The benefit continues for life and can have a huge impact on the level and quality of care for senior veterans or their spouses. For example, if a veteran qualified for the Aid and Attendance benefit with one dependent and is in long-term care for the next 5 years the total amount received would exceed $125,000. Too many veterans and/or surviving spouses don’t take advantage of this benefit because either they don’t know about it or don’t understand the complex qualifications.

The VA Aid and Attendance benefit can be difficult to navigate and determine if you actually will qualify, but it is an incredibly underutilized resource that more veteran’s and their surviving spouses should take advantage of. Consulting with a VA accredited elder law attorney is the best way to find out how to obtain this cash benefit. Don’t delay. This cash benefit could help prevent your family from going broke paying for long-term care.

Why We Fail To Plan for Long-Term Care

Most Americans do not know, or refuse to accept, the facts surrounding their potential need for long-term care and the costs associated with it.
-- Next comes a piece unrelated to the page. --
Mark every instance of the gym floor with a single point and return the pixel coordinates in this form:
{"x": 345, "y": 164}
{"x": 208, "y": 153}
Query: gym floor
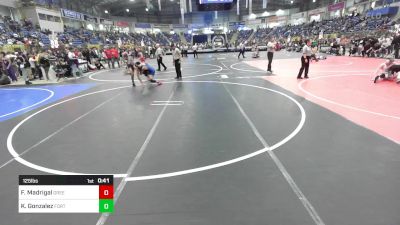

This was reconfirmed recently in a telephone survey of 1,735 Americans over the age of 40, funded by the SCAN Foundation and conducted by the Associated Press (AP) – NORC Center for Public Affairs Research (“survey”)1. This survey highlights many of the misconceptions Americans have about long-term care, including: the potential that a loved one may need some sort of long-term care within the next five (5) years; lack of knowledge of the positive impact of “person-centered care” practices; lack of understanding of coverage of long-term care services by Medicare, Medicaid and private insurance; and an increase in lack of concern over failure to plan for the costs associated with long-term care.